The officer moved Da aside and showed me he was holding his taser and it wasn’t ready to be used, but as an example. He waited until I nodded that I understood he was demonstrating. “If I fire and others are around, I could miss. If you move closer, the chances of me missing are less, right?”
“She shoved me out of the way,” I whispered, already knowing she’d done it to protect me. I caught on when he moved closer. “She rushed him or pulled him closer so the gun went off in her shoulder and there was less chance of the bullet going through to hit someone else. In his shock, she disarmed him and snapped his neck.”
“Yes, and she iswell-trainedto do that while injured,” the officer praised. “Shock gave her a few moments too, but—it’s a badass move that a lot of us over a century know. I did it once only because kids were around, but I startled the guy and he lost his hold on the gun. It happens with swords as well because—sometimes people are so used to sparring they’re not—”

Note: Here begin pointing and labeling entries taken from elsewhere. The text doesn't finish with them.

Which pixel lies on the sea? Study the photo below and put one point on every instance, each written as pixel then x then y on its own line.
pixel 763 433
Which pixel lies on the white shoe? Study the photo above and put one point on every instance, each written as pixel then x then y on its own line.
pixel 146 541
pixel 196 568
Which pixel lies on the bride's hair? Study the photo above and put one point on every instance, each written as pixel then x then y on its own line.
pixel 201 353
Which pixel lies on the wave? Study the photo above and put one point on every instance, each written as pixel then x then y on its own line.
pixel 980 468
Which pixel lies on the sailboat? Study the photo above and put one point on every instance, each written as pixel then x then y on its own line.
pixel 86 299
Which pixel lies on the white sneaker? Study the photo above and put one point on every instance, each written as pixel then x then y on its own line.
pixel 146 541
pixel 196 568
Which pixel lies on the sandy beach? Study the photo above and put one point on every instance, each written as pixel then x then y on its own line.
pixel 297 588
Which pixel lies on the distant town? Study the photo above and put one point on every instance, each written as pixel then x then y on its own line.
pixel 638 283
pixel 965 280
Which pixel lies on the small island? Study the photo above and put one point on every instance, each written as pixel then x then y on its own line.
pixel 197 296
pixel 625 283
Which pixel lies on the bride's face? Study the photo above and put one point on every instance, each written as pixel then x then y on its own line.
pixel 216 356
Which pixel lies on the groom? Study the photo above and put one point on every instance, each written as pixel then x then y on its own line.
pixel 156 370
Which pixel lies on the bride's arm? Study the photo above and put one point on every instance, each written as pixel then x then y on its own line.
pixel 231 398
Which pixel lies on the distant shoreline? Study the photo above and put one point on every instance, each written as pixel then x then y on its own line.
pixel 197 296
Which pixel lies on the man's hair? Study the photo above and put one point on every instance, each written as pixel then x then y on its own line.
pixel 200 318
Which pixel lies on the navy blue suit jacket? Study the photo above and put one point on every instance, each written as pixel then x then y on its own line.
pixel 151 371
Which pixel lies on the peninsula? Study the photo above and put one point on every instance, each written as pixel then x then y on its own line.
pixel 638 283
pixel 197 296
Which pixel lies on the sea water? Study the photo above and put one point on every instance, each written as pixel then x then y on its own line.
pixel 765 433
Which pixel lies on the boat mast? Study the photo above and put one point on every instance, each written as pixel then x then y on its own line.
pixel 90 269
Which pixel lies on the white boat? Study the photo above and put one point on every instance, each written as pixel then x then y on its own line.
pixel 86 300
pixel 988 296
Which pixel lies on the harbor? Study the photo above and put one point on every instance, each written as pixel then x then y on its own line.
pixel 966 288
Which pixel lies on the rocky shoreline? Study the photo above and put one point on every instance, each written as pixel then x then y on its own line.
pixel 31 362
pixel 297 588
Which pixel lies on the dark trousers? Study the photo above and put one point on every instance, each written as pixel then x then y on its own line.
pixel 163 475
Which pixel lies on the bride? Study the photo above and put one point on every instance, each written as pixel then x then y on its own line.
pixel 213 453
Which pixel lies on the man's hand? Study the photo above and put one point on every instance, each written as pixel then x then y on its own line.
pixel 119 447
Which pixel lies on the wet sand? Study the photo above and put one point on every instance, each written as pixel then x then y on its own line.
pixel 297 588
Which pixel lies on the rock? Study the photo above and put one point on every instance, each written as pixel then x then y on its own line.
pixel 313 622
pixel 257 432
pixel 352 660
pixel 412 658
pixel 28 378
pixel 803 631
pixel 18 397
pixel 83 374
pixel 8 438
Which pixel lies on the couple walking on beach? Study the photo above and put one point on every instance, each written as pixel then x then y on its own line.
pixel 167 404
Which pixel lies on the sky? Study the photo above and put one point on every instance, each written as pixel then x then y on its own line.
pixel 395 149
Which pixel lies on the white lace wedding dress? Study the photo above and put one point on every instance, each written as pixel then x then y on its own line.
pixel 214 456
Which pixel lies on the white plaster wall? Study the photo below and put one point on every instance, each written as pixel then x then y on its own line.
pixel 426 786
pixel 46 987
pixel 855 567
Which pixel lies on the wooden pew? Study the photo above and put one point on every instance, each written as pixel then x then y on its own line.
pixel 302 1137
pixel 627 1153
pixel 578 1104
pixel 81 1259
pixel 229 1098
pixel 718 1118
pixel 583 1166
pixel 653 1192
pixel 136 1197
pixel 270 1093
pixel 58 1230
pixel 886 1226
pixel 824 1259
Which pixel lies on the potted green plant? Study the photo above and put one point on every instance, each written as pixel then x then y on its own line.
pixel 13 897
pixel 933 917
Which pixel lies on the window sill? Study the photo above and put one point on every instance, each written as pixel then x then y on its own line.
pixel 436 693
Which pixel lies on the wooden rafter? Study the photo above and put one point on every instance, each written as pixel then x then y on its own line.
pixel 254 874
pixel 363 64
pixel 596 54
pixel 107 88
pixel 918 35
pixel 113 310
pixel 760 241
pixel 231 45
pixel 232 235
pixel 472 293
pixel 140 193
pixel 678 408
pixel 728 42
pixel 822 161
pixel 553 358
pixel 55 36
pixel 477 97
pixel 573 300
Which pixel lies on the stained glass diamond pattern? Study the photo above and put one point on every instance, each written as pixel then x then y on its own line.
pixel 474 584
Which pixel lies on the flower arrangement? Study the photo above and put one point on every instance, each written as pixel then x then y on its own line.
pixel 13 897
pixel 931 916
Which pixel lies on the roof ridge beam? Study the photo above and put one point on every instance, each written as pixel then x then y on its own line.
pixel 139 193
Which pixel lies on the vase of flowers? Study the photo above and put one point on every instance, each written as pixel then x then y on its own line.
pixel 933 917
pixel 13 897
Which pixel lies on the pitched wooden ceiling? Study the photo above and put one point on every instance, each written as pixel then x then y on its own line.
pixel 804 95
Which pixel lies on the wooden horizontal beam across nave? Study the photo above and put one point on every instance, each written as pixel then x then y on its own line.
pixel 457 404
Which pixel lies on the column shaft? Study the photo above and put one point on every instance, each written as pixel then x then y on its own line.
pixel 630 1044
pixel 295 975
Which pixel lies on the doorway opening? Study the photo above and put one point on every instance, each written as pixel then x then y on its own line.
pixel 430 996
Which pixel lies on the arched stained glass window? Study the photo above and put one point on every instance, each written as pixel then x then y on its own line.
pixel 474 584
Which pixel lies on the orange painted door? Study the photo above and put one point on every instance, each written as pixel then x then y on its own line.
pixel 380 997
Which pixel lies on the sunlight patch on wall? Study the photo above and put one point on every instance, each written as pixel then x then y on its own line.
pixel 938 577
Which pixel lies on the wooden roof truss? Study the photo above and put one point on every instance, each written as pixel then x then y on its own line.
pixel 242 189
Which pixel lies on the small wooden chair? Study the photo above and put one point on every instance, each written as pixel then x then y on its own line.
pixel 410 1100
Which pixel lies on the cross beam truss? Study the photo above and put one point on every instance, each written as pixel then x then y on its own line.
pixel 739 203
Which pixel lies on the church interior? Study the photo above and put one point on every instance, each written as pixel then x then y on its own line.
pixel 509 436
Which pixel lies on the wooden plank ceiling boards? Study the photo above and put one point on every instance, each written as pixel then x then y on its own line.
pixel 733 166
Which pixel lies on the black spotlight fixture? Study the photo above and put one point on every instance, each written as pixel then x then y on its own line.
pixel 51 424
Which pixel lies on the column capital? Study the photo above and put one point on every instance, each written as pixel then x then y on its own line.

“Their instinct is to pull back when they see something like a mistake in a fight,” I mumbled. I patted his shoulder. “Thanks, mate. I’m still going to encase her fine ass in bubble wrap, but I appreciate the explanation.”
One of the security offered to park my vehicle once Da gave him the keys and I thanked him. Ha-yun had only a bit of blood on her and waved off my offer for a change of clothes and just went to the bathroom. I grabbed what I had in my surgical locker and changed.
Alan was heading towards my family when I returned. “I told you it would be fast. She’s fine and doped up. Asking for you and if you’re going to dump her because you were yelling.”
The sigh I let out was probably heard around Atlanta. “Where is she?”
He told me the room number and said to bring my family with. I didn’t understand that, but he seemed worried as he hurried off.
“We were the target?” Da asked. “Or you? Our family?”
“I have no idea, Da,” I admitted as I quickened my pace to the room, my parents and siblings right in step with me.
“There’s my handsome Alpha,” Ellie greeted with a loopy smile. She was propped up on pillows and her right arm in a sling. “Good thing Sean is a good guy and let us take extra blood, huh?”